No license is required from the federal government, nor from my state, nor my county.

Saddam we're not terribly worried about, Iraq is another question.

Felons threaten the rights of others, so theirs are curtailed to maintain the maximum flourishing of rights among the populace.
posted by NortonDC at 6:04 PM on March 30, 2002


Saddam we're not terribly worried about, Iraq is another question.

So if the weapon inspectors showed up and Saddam said, "Those are just my personal nukes." I suppose that'd be hunky-dory. You're just playing semantic games now. And Bill Gates is still on the waiting list.

Felons threaten the rights of others, so theirs are curtailed to maintain the maximum flourishing of rights among the populace.

How do you know that? The example I gave was someone dealing pot. That's a felony, yet I dare you to conclusively state that a person convicted of that 'threatens the right of others' in a way that disallowing gun purchase would lessen. If you're only talking about a statistical correlation, then I think you could argue that not knowing how to use a gun is a statistically correlated situation too. Which a licensing exam would solve quite neatly.
posted by boaz at 6:27 PM on March 30, 2002


Very nicely argued, boaz. I salute you.

Altho I am pro gun control and anti-guns in general, here's what I believe the Constitution was after: each individual has the right to protect and defend him/herself. This is, inarguably, a basic right that is contained within "life, liberty and the pursuit of happiness", which is why the issue of gun control is such a red hot topic for many Americans.
posted by ashbury at 7:31 PM on March 30, 2002


Thank you ashbury. I think I finally get it. Every time I read/hear a discussion about this inexplicable obsession Americans have with owning weapons whose primary function is killing people, I shake my head and avow once more that I'll never understand them.

But if the argument is actually rooted in a clumsy use of language, a conflation of two completely different ideas, that : individuals have the right to defend themselves and individuals have the right to carry firearms, the whole thing begins to make more sense for me.

The slavish worship of the american constitution would seem to be the problem, coupled with tendency towards doggedly literal interpretation of sacred text (which equally plagues so many self-avowed christians).

Thanks. I finally have a handle on how to think about this...
posted by stavrosthewonderchicken at 7:58 PM on March 30, 2002


boaz - So if the weapon inspectors showed up and Saddam said, "Those are just my personal nukes." I suppose that'd be hunky-dory. You're just playing semantic games now. And Bill Gates is still on the waiting list.

Read it again. It's not "keep or bear," it's "keep and bear." Can an individual person keep and bear a nuke? Not that I can tell.

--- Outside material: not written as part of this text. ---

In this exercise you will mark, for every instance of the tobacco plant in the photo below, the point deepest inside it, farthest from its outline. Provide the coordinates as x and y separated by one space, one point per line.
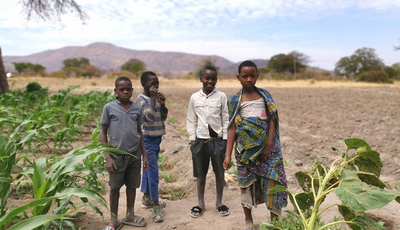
354 177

Words matter. Treat them well.
posted by NortonDC at 9:03 PM on March 30, 2002


a conflation of two completely different ideas, that : individuals have the right to defend themselves and individuals have the right to carry firearms.

If you do not have the right to the latter, you do not have the right to the former. A gun is about the only thing that allows you to defend yourself at even the most minimal distance from an attacker. Practically all other forms of "defense" (except taser guns perhaps? and they tend to be banned whereever real guns are in the US) are inapplicable unless the attacker is already right on top of you. So it's easily arguable that without guns, you're not really being allowed to defend yourself to any meaningful extent, and thus there very much is a connection between the two concepts.
posted by aaron at 9:12 PM on March 30, 2002


The slavish worship of the american constitution would seem to be the problem, coupled with tendency towards doggedly literal interpretation of sacred text

stravos, that's not true. We blatantly ignore the third amendment all the time.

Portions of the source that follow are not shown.